Sweet created a hostile environment for students, who told investigators they feared she’d lower their grades if they refused to sign the pledge.

Seattle CC tires of ‘Occupy’ campers

“Occupy” protesters may be evicted from the Seattle Central Community College campus due to crowding, poor sanitation, drug use and complaints of sexual harassment, reports the Seattle Times.

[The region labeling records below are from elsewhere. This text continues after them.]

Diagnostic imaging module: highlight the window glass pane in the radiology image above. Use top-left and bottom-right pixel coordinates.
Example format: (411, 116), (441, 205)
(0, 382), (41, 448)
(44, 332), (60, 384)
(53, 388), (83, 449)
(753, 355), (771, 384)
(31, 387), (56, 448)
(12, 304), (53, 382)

The college also faces added security and cleaning costs.

A draft of an emergency rule prepared for the state says the college needs to take action because of unsafe conditions at the encampment, including syringes and needles on the ground, drug and alcohol use, lack of hygiene facilities and other risk factors near the college child-care center.

An Occupy Seattle spokesman said the college’s Capitol Hill neighborhood was  known for drug use and transients before the activists set up their tents.

An estimated 120 people have camped in about 60 tents and other temporary structures on the college’s south lawn for more than three weeks.

Occupy Seattle declared its solidarity with community college students and staff and its desire to be a “good neighbor,” but tensions are growing, notes Inside Higher Ed.

The encampment borders the child care center’s outdoor facility, said Judy Kitzman, a college spokeswoman.

. . . workers at the child care center have spotted protesters using drugs. The college put tarps over a fence between the facility and the camping area, but Kitzman said protesters tore some of the tarps down to use in their makeshift shelters. Now she said children are restricted to staying inside during their recess periods.

Female students have complained of sexual harassment by protesters, Kitzman added.